We’d all like to think we can express ourselves clearly, but very frequently we ask for one thing when in actual fact what we really want is something else. This is because we frame things based on our past experience, and we don’t know what we don’t know.
Marybeth says, “I think the most important thing in interacting with other humans is figuring out what they actually mean or want. People are bad at asking the right questions or explaining themselves.”
Learning to read between the lines is a skill that can’t really be taught – but the best customer support professionals practice it as second nature.
Kate says, “That's one thing that does differentiate customer service. Sure, I can document that you asked for a specific thing, but sometimes someone says they want X, when really that's the only feature name/behavior they can think of that would solve a particular problem they're facing. Maybe it's a feature another tool has, or it's just the way they thought to describe it.”
It’s about taking the time to ask the right questions, to help you decode what the customer really wants.

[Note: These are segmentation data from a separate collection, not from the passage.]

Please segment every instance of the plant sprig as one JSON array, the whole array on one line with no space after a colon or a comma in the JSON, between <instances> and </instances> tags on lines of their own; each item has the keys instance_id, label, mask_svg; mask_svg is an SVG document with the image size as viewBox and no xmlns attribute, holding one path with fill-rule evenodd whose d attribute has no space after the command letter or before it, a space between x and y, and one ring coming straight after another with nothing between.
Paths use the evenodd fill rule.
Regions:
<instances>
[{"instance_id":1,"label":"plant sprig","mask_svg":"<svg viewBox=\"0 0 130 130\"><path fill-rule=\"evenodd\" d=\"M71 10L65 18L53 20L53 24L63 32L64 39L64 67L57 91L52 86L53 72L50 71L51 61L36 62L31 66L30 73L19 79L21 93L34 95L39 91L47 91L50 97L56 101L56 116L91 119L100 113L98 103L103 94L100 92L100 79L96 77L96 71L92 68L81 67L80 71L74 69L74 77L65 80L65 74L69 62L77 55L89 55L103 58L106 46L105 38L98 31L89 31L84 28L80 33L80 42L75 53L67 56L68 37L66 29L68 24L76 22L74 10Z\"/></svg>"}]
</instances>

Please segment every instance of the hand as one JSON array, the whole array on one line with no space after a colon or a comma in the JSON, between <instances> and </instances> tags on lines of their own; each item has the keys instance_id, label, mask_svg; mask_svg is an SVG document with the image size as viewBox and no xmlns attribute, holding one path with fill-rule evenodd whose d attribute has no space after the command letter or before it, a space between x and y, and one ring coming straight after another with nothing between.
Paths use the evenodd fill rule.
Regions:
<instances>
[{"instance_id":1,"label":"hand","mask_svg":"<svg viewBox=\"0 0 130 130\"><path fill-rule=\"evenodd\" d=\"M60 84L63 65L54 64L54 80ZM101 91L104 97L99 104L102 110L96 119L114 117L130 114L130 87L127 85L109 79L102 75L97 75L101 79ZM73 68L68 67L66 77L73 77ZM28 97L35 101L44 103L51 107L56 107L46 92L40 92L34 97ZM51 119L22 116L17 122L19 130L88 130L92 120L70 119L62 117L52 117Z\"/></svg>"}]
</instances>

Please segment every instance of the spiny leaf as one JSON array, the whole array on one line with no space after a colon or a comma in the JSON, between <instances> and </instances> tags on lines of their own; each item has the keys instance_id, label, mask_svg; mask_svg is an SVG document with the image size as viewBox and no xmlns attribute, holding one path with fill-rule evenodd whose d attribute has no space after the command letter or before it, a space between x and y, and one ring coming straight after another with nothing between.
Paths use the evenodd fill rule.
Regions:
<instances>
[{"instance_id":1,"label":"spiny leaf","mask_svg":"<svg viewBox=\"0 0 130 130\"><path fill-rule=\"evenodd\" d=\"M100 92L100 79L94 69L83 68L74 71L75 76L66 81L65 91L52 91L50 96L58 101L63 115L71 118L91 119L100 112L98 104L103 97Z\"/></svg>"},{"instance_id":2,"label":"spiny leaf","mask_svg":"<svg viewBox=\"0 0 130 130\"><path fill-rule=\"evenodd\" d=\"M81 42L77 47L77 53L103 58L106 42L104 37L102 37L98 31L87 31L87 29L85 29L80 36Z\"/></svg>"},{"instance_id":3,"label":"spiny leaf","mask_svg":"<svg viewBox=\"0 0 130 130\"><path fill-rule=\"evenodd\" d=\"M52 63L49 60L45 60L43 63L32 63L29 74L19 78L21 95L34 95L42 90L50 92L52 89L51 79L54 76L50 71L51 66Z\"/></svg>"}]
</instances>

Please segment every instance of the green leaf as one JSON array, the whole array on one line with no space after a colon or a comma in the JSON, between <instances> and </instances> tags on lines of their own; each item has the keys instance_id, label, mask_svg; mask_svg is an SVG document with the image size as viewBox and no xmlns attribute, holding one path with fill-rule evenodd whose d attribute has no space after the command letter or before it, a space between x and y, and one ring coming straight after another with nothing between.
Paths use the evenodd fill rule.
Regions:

Kate says, “I can just document that request as-is, but it's more helpful if I ask follow-up questions to really understand the problem that they want the feature to solve. Sometimes we do have a workaround, but even in cases where we don't, we can do a much more detailed write-up of what problem they're trying to solve.
“That lets us discuss the problem as a team, and sometimes our developers think up a totally different way to solve the underlying problem with an existing feature, and it becomes much easier for us to implement.”
This is an example of making lemonade as a team – working together to implement solutions that ultimately benefit the customer.
“That's a win-win all-around,” says Kate. “The customer might get the thing they desperately need a lot faster, we don't have to feel bad that it's a "big" new feature we don't have time/resources to build, and everyone walks away feeling like a problem was solved well.”
Marybeth calls this type of lemonade “infusing it with ginger and adding a sprig of mint to the glass.”
Marybeth says, “Taking one step back, you can look at any customer request (phone call, email, tweet, etc) as a potential lemon and opportunity to be awesome. Very few people want to contact support, and if they are it means they ran into a question/problem/issue/request they couldn't solve on their own.”
You may be thinking, yeah yeah, all this is great, but we can’t do things this way at my company.
Marybeth says, “Making it right or solving the problem seems to be a given, but not all companies empower their staff to have the ability to make things right or fix problems on their own. This often is what wows the customer: not needing to be escalated to a manager, not having to explain your story to multiple people, not needing to raise a fuss to get what you want or need.”
Even if you feel like the system isn’t stacked in your favor, there are still ways that you can make lemonade regardless.
Marybeth says, “There is a model that goes something like 5-90-5. 90% of people can give great customer service if you teach them how, and give them the tools and support. 5% can give great service no matter what. 5% are incapable of doing it. Most companies don't teach great service or empower it, so it's very rare.”
Be part of that 5% who always give great service. And learn from others who are also among the top 5% of customer support professionals.
Marybeth says, “It's figuring out how those 5% of great customer service people do it and building those habits. Because there are people that do it regardless of the company, situation, or rules.”
And that’s it!
None of these ideas probably feel like rocket science, but action must be taken in the right spirit. View any customer situation as an opportunity to turn lemons into lemonade. Make helping customers fun.